* um 1520 in Brandenburg (Altstadt)
+ 7. 7. 1576 in Brandenburg
Oberbürgermeister
von 1561 bis 1562,
1563 bis 1564, 1565 bis 1566,
1567 bis 1568, 1569 bis 1570,
1571 bis 1572, 1573 bis 1574,
1574 bis 1575, 1576
Thomas Matthias, Enkel von Christian Matthias, Berliner Stadtoberhaupt ab 1482 und ältester Sohn des Bürgermeisters zu Brandenburg, gleichfalls Christian Matthias geheißen, wurde um 1520 in Brandenburg Altstadt geboren. Dank der Unterstützung eines adligen Gönners, Bertram von Bredows, konnte er ein Studium in Wittenberg aufnehmen. Hier wurde er mit dem Humanisten und Reformator Philipp Melanchthon bekannt, in dessen Haus er viele Jahre seiner Wittenberger Zeit verbrachte. Nach Abschluß seiner Studien empfahl Melanchthon seinen Schützling an den kurfürstlichen Kanzler Weinlob. Dieser sowie der Onkel von Thomas Matthias, Georg Matthias, Bürgermeister zu Berlin ab 1538, erreichten durch ihren Einfluß, daß Thomas 1547 seinen Dienst am kurfürstlichen Hof aufnehmen konnte. Bald darauf wurde er von Joachim II. Hector zum Kurfürstlich-Brandenburgischen Kammerrat ernannt und mit der Verwaltung der landesherrlichen Finanzen betraut. Dieses Amt versah er bis zum Tode Joachims II. Hector im Jahre 1571. Thomas Matthias galt als der vertrauteste Ratgeber des Kurfürsten und war diesem offensichtlich überaus ergeben. Als Erzbischof Sigismund von Magdeburg, der Thomas Matthias sehr gewogen war, ihn zu höchst vorteilhaften Bedingungen in seine Dienste nehmen wollte, schlug letzterer das Angebot aus. Oft soll er geäußert haben, daß er seinen Herrn, dem er die Treue geschworen, nicht verlassen werde, auch wenn er darüber zum Bettler würde.

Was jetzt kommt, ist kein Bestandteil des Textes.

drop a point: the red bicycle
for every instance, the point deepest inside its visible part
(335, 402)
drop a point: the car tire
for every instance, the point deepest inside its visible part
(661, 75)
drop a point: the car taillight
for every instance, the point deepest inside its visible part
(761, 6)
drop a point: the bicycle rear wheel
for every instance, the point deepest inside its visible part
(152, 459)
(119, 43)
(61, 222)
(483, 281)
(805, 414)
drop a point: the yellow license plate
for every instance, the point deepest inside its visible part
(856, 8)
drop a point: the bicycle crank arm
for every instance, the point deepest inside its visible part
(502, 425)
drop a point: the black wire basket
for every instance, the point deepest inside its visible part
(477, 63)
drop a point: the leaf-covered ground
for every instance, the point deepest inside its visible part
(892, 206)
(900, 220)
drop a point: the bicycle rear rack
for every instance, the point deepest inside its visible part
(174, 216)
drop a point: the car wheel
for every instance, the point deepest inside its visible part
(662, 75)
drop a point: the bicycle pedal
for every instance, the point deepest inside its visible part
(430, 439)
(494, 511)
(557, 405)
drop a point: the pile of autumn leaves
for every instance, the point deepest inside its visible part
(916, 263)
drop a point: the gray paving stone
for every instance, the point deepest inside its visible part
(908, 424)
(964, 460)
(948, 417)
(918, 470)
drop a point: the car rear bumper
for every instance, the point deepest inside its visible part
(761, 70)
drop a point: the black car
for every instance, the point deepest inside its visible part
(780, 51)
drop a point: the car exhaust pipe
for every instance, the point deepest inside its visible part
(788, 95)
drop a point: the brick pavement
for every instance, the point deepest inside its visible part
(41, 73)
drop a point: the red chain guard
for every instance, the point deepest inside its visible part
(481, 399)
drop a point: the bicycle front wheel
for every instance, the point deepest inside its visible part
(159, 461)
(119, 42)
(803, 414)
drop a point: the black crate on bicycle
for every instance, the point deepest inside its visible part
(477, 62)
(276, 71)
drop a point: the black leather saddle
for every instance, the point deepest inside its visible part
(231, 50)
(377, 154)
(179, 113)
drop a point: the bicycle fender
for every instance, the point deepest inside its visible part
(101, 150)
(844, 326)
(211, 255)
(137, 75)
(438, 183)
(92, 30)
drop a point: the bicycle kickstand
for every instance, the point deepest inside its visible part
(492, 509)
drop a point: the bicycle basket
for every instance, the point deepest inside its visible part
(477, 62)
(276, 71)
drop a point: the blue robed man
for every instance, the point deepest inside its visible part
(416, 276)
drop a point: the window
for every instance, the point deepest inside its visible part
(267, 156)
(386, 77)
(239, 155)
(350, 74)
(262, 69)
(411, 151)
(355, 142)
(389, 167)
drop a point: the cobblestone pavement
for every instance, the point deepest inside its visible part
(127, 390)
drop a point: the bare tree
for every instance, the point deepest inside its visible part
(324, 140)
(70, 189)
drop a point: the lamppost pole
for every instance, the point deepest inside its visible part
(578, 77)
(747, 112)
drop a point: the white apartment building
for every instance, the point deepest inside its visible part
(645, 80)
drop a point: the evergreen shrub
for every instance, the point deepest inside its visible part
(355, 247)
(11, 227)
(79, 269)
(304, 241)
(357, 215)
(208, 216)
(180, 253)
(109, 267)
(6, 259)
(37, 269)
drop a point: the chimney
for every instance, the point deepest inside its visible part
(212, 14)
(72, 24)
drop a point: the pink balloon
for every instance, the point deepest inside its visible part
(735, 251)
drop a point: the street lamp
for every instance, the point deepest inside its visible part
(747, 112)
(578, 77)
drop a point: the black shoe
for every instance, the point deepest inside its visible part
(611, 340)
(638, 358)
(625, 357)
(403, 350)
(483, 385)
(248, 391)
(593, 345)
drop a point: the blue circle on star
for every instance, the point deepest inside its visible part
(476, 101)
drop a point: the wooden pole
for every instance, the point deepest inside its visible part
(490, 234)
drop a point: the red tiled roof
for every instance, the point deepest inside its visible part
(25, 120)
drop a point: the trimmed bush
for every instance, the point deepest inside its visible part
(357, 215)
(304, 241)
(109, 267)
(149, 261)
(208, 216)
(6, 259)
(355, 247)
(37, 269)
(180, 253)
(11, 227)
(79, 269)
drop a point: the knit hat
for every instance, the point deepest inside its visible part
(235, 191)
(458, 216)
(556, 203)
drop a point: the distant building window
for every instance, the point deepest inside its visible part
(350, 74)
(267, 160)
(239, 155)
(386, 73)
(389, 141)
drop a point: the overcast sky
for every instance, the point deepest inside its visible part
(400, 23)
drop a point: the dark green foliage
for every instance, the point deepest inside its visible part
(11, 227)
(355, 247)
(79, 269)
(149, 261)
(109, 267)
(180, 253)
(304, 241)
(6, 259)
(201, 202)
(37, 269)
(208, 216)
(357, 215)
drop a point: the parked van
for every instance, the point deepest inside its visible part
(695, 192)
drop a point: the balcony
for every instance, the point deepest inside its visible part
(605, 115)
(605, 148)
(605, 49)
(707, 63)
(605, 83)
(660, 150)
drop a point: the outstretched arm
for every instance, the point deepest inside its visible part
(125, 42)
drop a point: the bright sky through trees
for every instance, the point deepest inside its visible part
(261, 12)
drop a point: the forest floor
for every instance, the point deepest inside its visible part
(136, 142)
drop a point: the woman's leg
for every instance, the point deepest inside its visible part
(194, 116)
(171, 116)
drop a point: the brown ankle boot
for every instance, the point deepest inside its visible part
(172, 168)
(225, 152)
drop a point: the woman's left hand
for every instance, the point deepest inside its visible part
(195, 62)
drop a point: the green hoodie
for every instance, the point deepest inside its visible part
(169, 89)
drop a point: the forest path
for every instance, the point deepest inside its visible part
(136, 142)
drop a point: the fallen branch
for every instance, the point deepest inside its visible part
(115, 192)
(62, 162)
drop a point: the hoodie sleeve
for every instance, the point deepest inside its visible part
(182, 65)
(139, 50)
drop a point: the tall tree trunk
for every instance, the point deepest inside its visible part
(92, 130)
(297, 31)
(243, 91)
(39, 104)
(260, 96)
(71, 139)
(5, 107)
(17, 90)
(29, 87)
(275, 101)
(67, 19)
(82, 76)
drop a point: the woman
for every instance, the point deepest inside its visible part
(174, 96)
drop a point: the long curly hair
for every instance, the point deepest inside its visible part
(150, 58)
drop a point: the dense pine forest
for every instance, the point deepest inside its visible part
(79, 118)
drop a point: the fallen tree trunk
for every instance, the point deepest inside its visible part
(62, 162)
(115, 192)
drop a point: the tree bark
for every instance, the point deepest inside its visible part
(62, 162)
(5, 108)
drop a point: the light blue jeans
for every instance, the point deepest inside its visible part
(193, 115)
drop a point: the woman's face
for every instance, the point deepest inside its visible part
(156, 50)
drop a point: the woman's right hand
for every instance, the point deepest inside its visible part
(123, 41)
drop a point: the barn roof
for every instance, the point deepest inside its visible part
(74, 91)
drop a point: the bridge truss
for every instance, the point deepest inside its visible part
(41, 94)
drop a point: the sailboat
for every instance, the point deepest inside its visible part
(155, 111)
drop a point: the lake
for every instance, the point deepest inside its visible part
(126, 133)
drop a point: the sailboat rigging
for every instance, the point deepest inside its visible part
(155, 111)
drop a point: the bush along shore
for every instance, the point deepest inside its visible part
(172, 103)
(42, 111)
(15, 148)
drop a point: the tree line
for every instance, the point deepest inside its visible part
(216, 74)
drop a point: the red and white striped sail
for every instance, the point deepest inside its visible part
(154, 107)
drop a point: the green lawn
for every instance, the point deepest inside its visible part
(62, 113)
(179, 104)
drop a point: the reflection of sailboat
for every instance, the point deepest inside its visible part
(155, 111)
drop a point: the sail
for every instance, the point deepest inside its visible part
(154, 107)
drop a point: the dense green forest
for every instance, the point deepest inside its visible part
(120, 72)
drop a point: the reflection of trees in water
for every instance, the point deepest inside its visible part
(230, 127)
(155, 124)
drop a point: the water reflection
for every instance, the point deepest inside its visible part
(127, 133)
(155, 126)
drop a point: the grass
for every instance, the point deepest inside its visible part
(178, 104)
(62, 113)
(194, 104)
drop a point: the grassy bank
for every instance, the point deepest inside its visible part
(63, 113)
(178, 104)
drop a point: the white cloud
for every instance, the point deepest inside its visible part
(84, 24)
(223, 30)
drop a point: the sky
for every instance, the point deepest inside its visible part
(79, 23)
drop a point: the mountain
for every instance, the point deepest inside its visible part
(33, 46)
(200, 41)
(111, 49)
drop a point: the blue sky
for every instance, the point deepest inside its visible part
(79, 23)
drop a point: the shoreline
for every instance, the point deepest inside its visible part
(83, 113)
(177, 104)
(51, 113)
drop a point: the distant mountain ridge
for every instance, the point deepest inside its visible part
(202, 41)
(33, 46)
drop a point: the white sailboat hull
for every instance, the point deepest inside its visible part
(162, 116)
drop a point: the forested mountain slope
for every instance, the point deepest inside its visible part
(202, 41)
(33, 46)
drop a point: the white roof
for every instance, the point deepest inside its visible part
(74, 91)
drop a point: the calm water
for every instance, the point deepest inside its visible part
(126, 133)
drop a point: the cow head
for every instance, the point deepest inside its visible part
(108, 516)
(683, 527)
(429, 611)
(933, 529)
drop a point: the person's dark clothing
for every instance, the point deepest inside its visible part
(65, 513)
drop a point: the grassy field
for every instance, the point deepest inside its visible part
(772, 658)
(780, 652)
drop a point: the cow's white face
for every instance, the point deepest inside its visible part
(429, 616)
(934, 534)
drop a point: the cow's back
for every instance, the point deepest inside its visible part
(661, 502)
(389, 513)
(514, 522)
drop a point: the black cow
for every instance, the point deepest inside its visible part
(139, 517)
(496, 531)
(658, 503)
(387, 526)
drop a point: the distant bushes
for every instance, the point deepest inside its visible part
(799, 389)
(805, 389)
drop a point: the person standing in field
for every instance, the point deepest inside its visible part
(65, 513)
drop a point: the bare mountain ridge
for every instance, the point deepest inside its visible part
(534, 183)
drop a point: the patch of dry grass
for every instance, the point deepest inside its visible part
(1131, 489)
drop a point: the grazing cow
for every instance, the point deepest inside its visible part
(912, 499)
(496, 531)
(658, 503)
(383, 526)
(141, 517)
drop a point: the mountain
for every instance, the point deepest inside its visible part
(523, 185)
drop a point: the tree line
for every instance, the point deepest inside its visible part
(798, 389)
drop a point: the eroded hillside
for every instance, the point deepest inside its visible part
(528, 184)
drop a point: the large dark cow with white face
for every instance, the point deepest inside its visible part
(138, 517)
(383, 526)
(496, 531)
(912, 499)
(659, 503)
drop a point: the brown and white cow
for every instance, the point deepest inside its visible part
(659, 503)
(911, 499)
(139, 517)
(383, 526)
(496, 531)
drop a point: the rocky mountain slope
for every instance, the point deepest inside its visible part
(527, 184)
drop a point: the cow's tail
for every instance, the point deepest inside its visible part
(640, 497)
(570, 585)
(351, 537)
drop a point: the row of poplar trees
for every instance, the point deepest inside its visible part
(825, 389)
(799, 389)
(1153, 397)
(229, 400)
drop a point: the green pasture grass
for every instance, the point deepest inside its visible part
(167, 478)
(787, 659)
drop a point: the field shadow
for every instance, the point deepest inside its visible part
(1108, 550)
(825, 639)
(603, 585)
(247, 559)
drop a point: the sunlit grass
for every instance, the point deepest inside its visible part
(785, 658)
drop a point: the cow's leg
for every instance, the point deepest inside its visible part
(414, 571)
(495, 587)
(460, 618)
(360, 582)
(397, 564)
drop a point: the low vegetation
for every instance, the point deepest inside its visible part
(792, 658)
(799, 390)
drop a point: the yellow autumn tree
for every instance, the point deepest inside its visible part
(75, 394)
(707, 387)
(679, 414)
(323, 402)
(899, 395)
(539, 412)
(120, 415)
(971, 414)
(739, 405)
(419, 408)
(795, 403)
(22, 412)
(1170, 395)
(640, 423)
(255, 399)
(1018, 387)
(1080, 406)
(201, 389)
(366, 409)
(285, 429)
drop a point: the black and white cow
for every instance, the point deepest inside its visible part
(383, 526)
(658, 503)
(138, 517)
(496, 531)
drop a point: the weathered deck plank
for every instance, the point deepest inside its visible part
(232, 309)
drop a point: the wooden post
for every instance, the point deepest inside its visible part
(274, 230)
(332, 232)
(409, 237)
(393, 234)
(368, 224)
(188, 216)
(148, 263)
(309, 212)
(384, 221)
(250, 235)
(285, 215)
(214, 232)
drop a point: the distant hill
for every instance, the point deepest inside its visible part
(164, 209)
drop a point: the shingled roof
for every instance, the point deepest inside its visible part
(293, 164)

Mehrfach entsandte der Kurfürst seinen Vertrauten zu wichtigen Verhandlungen, so 1567 gemeinsam mit Albrecht von Thümen an den Kaiserhof nach Wien, um die Übertragung des Erzbistums Magdeburg nach dem Tode Sigismunds an dessen Bruder, Markgraf Joachim Friedrich, zu veranlassen. Dank des diplomatischen Geschicks der beiden Gesandten erteilte Kaiser Maximilian II. seine Zustimmung, beschenkte beide reichlich und soll Thomas Matthias sogar zum Comes palatinus (Pfalzgraf) ernannt haben. Bereits Jahre zuvor, 1558, waren er und seine Brüder Georg und Christian vom deutschen Kaiser in den Adelsstand erhoben worden. Ihr Wappen, schräg geteilt, zeigte im oberen goldenen Feld den heiligen Matthias, im unteren schwarzen einen Löwen.
Auf der großen Festlichkeit, die man 1569 anläßlich der Mitbelehnung der brandenburgischen Hohenzollern mit dem Herzogtum Preußen durch den polnischen König Sigismund August, dem Schwager Joachims II. Hector, beging, wurden Thomas Matthias sowie verschiedene andere Räte und polnische Gesandte vom Kurfürsten zu Rittern geschlagen und mit je einer goldenen Kette und einem samtenen Gewand beschenkt.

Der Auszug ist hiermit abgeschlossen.